EPA sued by 11 states to enforce standards limiting soot

WILMINGTON Del. – New York, Rhode Island and nine other states sued to enforce clean air standards after the U.S. Environmental Protection Agency failed to meet a deadline to reduce pollution from soot.
The lawsuit, filed Feb. 10 in federal court in Manhattan, asks a judge to order the EPA to propose and complete the standards for particulate matter, or soot.
“The delay caused by the administrator’s failure has harmed and continues to harm the states by delaying the adoption and implementation of more protective fine particulate matter standards that will result in cleaner and healthier air,” according to the complaint.

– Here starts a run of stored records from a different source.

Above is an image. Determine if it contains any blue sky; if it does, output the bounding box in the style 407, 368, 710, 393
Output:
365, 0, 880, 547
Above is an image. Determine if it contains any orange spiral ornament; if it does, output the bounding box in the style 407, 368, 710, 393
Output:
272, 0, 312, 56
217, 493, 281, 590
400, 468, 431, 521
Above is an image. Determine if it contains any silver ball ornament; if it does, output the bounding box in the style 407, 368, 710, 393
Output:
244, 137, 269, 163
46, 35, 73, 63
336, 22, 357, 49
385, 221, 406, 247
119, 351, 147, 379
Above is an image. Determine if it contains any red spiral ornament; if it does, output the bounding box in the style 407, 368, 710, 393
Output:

According to the American Lung Association, one in 17 Americans lives in areas with unhealthy year-round levels of pollution from soot, Attorney General Peter F. Kilmartin of Rhode Island, one of the plaintiffs, said in a statement Feb. 10. Most soot comes from diesel vehicles and power plants, he said.
“The science is clear that the current federal standards for soot emissions are woefully inadequate, causing premature deaths and serious chronic respiratory harm,” Kilmartin said.
California, Connecticut, Delaware, Maryland, Massachusetts, New Mexico, Oregon, Vermont and Washington also sued the EPA.
“EPA is continuing to work on proposing” the standards, an agency spokeswoman, Betsaida Alcantara, said in an email.
The case is U.S. v. Jackson, 12-cv-10064, U.S. District Court, Southern District of New York (Manhattan).